Advertisement

Ebola Nurse: 58 Monitored For Deadly Virus

Ebola Nurse: 58 Monitored For Deadly Virus

Fifty-eight people are being monitored after having recent close contact with Pauline Cafferkey, the Scottish nurse re-admitted to hospital with Ebola.

Twenty-five of them have been given an experimental vaccination, having had close contact with her bodily fluids.

A statement from Greater Glasgow and Clyde NHS Trust says the "close contacts" are a mixture of healthcare workers and Ms Cafferkey's friends, family and community contacts.

Sky News understands they include no-one from Mossneuk Primary School in East Kilbride, South Lanarkshire, where the 39-year-old nurse paid a visit the day before she was readmitted to hospital .

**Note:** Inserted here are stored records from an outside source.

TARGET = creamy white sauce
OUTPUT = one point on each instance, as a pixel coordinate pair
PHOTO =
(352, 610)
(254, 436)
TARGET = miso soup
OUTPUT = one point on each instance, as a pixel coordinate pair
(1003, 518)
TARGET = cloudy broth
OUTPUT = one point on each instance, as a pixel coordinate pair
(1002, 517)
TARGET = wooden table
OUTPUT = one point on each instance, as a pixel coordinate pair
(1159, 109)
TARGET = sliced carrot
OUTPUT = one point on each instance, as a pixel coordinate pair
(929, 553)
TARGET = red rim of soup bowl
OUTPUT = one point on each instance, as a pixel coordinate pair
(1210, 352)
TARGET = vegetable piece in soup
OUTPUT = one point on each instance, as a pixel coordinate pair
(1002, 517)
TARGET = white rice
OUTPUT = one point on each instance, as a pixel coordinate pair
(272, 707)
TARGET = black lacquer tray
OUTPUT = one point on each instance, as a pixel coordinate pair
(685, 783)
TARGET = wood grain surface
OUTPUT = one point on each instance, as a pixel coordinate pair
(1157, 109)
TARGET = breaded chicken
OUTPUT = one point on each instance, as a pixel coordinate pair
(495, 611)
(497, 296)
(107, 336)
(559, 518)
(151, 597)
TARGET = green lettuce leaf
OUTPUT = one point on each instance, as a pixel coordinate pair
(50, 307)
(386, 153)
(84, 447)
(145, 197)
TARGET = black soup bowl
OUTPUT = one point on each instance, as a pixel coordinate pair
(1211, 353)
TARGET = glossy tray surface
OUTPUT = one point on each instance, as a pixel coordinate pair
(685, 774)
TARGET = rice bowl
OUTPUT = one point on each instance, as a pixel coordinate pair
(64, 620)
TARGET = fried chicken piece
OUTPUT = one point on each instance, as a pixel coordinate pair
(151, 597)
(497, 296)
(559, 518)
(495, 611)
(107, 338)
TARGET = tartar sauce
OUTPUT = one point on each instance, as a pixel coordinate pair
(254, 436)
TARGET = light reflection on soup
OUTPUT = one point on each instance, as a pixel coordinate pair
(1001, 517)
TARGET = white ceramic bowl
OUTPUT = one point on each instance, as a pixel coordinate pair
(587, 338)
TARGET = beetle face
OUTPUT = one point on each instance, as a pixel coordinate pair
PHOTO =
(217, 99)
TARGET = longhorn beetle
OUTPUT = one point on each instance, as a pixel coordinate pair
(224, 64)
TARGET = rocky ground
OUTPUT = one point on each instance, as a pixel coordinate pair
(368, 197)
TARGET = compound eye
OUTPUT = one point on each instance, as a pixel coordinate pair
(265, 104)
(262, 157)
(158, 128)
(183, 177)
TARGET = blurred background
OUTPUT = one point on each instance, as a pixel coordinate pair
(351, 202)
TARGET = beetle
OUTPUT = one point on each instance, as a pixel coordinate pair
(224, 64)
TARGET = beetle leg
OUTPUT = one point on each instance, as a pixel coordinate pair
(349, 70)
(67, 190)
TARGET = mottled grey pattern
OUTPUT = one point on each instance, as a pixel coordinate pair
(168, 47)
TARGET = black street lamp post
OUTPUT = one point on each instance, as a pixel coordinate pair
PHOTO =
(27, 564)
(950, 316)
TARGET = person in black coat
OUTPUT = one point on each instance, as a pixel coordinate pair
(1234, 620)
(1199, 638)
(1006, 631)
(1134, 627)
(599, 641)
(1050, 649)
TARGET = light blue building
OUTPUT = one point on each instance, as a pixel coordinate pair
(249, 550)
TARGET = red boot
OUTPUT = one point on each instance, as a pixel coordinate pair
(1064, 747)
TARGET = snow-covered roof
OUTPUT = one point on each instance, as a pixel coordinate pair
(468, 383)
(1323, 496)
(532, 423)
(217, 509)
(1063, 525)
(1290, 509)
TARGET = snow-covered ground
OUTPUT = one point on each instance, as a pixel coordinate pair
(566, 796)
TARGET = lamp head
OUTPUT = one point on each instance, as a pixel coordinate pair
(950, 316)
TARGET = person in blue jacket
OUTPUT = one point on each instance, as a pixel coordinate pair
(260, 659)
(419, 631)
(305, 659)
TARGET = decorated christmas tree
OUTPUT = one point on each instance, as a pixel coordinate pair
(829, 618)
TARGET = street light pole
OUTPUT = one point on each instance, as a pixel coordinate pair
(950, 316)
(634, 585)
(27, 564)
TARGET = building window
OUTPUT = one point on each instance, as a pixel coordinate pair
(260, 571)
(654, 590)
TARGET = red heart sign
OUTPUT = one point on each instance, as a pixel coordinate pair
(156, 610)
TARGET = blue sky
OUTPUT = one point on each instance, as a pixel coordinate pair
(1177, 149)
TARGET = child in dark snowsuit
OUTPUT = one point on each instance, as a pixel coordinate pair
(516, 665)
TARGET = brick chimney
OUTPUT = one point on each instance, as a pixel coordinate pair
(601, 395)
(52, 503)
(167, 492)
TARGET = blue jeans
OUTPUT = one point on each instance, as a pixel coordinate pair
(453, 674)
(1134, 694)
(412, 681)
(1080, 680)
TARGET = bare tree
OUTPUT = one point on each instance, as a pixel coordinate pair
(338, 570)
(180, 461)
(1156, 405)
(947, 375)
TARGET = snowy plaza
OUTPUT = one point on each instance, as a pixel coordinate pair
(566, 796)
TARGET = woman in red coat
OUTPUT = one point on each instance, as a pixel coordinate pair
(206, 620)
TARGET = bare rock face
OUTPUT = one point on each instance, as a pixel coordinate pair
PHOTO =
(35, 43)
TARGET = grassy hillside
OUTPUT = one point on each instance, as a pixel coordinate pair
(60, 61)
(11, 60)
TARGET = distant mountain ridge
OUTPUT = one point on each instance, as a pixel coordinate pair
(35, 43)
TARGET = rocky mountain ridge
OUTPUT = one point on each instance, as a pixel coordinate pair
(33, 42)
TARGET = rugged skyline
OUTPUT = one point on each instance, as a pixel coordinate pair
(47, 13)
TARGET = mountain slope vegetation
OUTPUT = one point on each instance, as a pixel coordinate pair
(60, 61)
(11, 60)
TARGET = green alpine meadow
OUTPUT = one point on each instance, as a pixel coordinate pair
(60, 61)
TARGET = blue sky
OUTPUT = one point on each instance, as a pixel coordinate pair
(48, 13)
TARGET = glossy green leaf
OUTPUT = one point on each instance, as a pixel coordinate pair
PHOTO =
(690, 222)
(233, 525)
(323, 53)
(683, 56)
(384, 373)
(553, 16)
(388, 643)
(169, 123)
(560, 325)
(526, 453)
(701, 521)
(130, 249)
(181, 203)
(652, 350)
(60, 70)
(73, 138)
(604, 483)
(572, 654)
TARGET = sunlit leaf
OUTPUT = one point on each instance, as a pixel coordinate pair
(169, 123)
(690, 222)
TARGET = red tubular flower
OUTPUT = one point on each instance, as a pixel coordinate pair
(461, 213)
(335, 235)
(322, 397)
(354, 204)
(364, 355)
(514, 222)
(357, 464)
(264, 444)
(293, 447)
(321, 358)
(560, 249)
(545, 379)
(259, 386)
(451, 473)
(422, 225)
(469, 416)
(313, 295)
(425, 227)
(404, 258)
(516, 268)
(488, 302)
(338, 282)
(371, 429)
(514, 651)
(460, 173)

Ms Cafferkey is currently in a serious condition in an isolation unit at the Royal Free Hospital in London.

She was first treated there last December having contracted the Ebola virus while working in Sierra Leone, Africa.

She has been re-admitted with a complication of the infection.

According to NHS Greater Glasgow & Clyde, the rVSV-ZEBOV vaccine was given to 25 of the 40 who had contact with Ms Cafferkey's bodily fluids.

The other 15 either declined it or were unable to receive it due to existing medical conditions.

The unlicensed vaccine is currently being trialled in collaboration with the World Health Organisation and has been tested on more than 7,000 people during the recent outbreak of Ebola virus infection in Guinea.

In its statement, the NHS Trust said: "All 58 close contacts are being closely monitored.

"This includes a period of 21 days since their last exposure where they will have their temperature taken twice daily, restrictions placed on travel and, in the case of healthcare workers, they have been asked not to have direct patient contact during this period.

"The 25 who were vaccinated will undergo additional monitoring because the vaccine is still being evaluated.

"It is important to stress once again that there is no risk to the general public. Ebola is not spread through ordinary social contact, such as shaking hands or sitting next to someone. Nor is it spread through airborne particles."